Feb 5 10:13:48 zsmtp0 postfix/smtpd[28893]: connect from zstore01.zdev.[IPOFSERVER]
Feb 5 10:13:48 zsmtp0 postfix/smtpd[28893]: EAB4D40020: client=zstore01.zdev[IPOFSERVER]
Feb 5 10:13:48 zsmtp0 postfix/cleanup[28896]: EAB4D40020: message-id=<762635443.831265382828907.JavaMail.root@zstore 01.zdev>
Feb 5 10:13:48 zsmtp0 postfix/qmgr[23663]: EAB4D40020: from=<lagern@zdev>, size=672, nrcpt=1 (queue active)
Feb 5 10:13:48 zsmtp0 postfix/smtpd[28893]: disconnect from zstore01.zdev.lafayette.edu[139.147.6.82]
Feb 5 10:13:49 zsmtp0 postfix/smtp[28897]: EAB4D40020: to=<Personaladdress>, relay=mta.domain.com[IPOFRELAYMTA]:25, delay=0.3, delays=0.02/0.03/0.02/0.22, dsn=2.0.0, status=sent (250 2.0.0 o15FDnMh016233 Message accepted for delivery)
Feb 5 10:13:49 zsmtp0 postfix/qmgr[23663]: EAB4D40020: removed

[uxbod]

Has /opt/zimbra/postconf/conf/main.cf updated with your changes ? If not then have you restarted the MTA services?

Code:

su - zimbra
zmmtactl stop ; zmmtactl start

[NathanL]

So, the changes i applied to postfix_recipient_restrictions.cf should have ended up in main.conf?

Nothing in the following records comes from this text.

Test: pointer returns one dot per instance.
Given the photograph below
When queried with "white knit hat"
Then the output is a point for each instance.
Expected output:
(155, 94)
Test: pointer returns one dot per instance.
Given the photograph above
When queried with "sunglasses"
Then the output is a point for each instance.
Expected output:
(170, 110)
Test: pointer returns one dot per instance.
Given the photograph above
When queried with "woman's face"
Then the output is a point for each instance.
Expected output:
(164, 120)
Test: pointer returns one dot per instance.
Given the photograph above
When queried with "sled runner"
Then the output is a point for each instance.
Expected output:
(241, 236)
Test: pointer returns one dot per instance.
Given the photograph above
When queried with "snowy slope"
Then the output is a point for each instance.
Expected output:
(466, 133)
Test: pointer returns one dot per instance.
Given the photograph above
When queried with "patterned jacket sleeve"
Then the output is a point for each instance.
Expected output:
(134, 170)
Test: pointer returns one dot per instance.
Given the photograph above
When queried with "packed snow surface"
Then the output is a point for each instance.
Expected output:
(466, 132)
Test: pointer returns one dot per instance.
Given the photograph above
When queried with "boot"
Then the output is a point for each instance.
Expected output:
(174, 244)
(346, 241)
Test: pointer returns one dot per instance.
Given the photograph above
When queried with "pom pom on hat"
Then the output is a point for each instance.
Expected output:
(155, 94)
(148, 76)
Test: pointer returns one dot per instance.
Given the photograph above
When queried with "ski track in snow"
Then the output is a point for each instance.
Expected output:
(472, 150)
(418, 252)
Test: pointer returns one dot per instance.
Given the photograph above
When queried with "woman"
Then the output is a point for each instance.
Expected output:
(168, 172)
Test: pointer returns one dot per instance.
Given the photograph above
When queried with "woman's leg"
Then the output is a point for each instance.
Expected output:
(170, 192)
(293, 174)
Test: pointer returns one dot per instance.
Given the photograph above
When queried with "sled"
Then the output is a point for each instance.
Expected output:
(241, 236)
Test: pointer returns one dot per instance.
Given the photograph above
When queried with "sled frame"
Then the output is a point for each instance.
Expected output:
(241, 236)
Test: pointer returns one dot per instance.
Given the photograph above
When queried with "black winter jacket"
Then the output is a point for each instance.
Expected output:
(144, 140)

I restarted zimbra on the smtp server, i see it in there now. I'll give it another shot.

Thanks!

[NathanL]

No better.

Here is what i see in main.cf.


smtpd_recipient_restrictions = reject_non_fqdn_recipient, permit_sasl_authenticated, permit_mynetworks, reject_unauth_destination, reject_unlisted_recipient, reject_invalid_hostname, reject_non_fqdn_sender, check_policy_service inet:IPOFMYPOLICYDSERVER:10031, permit


Which looks right to me. As i stated before, this is a multiserver install, do i need to restart any other services? The store server?

I have the zimbra core on one server, smtp on another, ldap on another, and proxy on another. To give you an idea of how things are configured.

Thanks!

[NathanL]

Also, we have a Proofpoint spam appliance configured as zimbra's relay host. This scans outbound mail for us.

As this is my dev environment, i've removed that from the mix, to be safe. No change.
I've also tried moving policyd's policy to the beginning of the %%contains list, and that hasnt helped either.